In-Situ Tweedie Discrete Diffusion Models
Xiao Li, Jiaqi Zhang, Shuxiang Zhang, Tianshui Chen, Liang Lin, Guangrun Wang
TL;DR
This work introduces in-situ Tweedie Discrete Diffusion (TDD), a principled framework for diffusion in discrete one-hot spaces that preserves Tweedie’s diffusion guarantees while operating directly on categorical data. TDD corrupts one-hot vectors with Gaussian noise and performs iterative denoising through a timestep-conditioned cross-entropy loss, using $\arg\max$ discretization at inference and re-noising to progressively refine predictions. The approach supports both single-token tasks (e.g., image classification) and multi-token generation (e.g., image-conditioned text generation) with conditioning from feature extractors and a classifier-free guidance mechanism.

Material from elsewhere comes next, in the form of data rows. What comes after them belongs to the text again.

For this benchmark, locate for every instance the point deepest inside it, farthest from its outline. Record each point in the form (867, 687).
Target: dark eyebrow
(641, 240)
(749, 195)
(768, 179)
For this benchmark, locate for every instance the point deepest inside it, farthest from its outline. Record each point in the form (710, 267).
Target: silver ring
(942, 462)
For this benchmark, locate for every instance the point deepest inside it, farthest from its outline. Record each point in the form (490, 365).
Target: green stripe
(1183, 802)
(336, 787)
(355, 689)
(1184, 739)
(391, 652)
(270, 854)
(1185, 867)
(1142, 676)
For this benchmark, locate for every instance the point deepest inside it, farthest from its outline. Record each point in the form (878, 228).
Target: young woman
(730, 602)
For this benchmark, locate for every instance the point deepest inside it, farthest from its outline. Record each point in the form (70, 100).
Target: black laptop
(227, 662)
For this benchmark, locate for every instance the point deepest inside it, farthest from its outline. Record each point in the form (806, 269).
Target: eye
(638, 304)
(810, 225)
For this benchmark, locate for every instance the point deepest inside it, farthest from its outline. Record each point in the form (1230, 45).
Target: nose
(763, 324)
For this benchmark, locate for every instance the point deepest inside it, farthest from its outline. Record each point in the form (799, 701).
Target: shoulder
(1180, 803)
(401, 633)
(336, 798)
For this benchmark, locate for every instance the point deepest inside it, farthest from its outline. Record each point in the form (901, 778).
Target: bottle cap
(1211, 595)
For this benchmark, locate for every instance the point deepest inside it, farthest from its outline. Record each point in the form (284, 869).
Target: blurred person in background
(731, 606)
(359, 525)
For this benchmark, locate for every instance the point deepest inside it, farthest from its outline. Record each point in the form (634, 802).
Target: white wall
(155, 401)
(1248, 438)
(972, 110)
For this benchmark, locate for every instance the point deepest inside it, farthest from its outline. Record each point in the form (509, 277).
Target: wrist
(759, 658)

Extensive ablations demonstrate the necessity of the cross-entropy alignment, timestep-conditioned coefficients, CFG, and the discrete sampling strategy, and experiments on ImageNet and COCO show strong performance with relatively few sampling steps. Overall, TDD provides a robust, efficient, and principled discrete-diffusion paradigm suitable for symbolic domains and downstream vision-language applications.
Abstract
While diffusion models excel at generating continuous data such as images, adapting them to discrete tasks has relied on indirect approaches that either operate in continuous embedding spaces or use token masking mechanisms, both of which deviate from modeling the true discrete data distribution that can be theoretically guaranteed by Tweedie's formula. We propose in-situ Tweedie Discrete Diffusion (TDD), a framework that performs diffusion guaranteed by Tweedie's formula directly within the discrete one-hot space, hence "in-situ." Unlike prior methods that diffuse continuous embeddings or mask tokens, TDD directly corrupts one-hot vectors with Gaussian noise and performs iterative denoising through a timestep-conditioned cross-entropy objective rather than mean-squared-error reconstruction. At each denoising step, the model predicts class probabilities, applies argmax to obtain discrete predictions, converts them to one-hot vectors, and feeds them into the next iteration with progressively reduced noise. This process naturally unifies discriminative classification and generative modeling under a single framework. Experiments demonstrate that TDD achieves strong performance on both image classification and text generation tasks, with extensive ablation studies confirming the effectiveness of each design component. Our work establishes a principled approach to discrete diffusion that preserves the core characteristics of diffusion models while operating natively in discrete space.